![]() |
| Sultan Hadiwijaya, Universitas Pamulang Serang. (Foto: Dok/Ist). |
Nalarrakyat, Opini - Pasar Cikande merupakan pusat aktivitas ekonomi masyarakat Kabupaten Serang. Setiap hari, pasar ini menjadi tempat utama warga memenuhi kebutuhan pokok. Namun, kondisi harga bahan pokok saat ini masih dirasakan cukup tinggi dan memberatkan, terutama bagi masyarakat dengan pendapatan menengah ke bawah.
Beberapa komoditas penting seperti beras, minyak goreng, cabai, bawang, telur, dan daging ayam memang relatif stabil, tetapi harganya belum sepenuhnya terjangkau. Kenaikan harga paling terasa pada cabai dan bawang, yang kerap mengalami fluktuasi akibat faktor cuaca, pasokan, dan distribusi.

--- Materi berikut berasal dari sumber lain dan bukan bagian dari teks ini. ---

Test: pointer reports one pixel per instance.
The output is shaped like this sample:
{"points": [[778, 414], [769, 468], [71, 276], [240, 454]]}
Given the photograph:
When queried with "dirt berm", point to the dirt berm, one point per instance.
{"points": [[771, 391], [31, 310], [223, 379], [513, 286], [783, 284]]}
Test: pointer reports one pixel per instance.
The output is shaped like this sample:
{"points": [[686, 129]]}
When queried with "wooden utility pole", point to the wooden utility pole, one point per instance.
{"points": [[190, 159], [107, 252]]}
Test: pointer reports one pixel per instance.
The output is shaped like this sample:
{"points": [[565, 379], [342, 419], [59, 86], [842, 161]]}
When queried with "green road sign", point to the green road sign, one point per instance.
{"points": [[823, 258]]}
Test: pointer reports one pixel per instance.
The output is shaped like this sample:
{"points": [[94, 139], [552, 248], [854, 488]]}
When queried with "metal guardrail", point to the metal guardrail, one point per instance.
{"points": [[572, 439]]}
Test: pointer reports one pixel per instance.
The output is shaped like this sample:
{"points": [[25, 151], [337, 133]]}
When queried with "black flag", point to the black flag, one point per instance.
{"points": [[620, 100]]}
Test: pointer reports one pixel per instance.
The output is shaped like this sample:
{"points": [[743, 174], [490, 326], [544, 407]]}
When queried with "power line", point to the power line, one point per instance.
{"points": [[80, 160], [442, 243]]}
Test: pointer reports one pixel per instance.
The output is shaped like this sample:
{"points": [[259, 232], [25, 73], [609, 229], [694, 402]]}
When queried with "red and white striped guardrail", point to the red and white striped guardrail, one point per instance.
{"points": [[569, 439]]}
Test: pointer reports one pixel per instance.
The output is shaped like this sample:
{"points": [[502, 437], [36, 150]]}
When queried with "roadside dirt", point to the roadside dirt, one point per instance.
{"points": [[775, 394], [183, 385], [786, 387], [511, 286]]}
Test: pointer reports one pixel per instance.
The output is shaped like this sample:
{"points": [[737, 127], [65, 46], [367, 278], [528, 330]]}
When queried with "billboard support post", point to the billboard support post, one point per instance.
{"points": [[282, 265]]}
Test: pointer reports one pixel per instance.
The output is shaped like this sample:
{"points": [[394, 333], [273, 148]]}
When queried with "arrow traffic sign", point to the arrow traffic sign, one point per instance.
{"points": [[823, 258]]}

Selain itu, biaya distribusi dan transportasi dari daerah pemasok turut memengaruhi harga di tingkat pedagang. Ketika pasokan terganggu atau permintaan meningkat, harga di pasar ikut melonjak dan sulit ditekan.
Situasi ini tidak hanya berdampak pada pembeli, tetapi juga pedagang. Harga beli yang tinggi membuat pedagang terpaksa menaikkan harga jual, sementara daya beli masyarakat cenderung menurun. Akibatnya, aktivitas transaksi menjadi lebih sepi.
Program seperti operasi pasar murah dan bazar pangan memang membantu masyarakat, namun sifatnya masih sementara. Diperlukan langkah yang lebih berkelanjutan, seperti penguatan pasokan lokal dan pengawasan harga, agar stabilitas harga benar-benar bisa dirasakan warga.
Sebagai pasar rakyat, Pasar Cikande diharapkan mampu menyediakan kebutuhan pokok dengan harga yang adil dan terjangkau, demi menjaga kesejahteraan masyarakat dan keberlangsungan ekonomi lokal.
*) Penulis adalah Sultan Hadiwijaya, Universitas Pamulang Serang.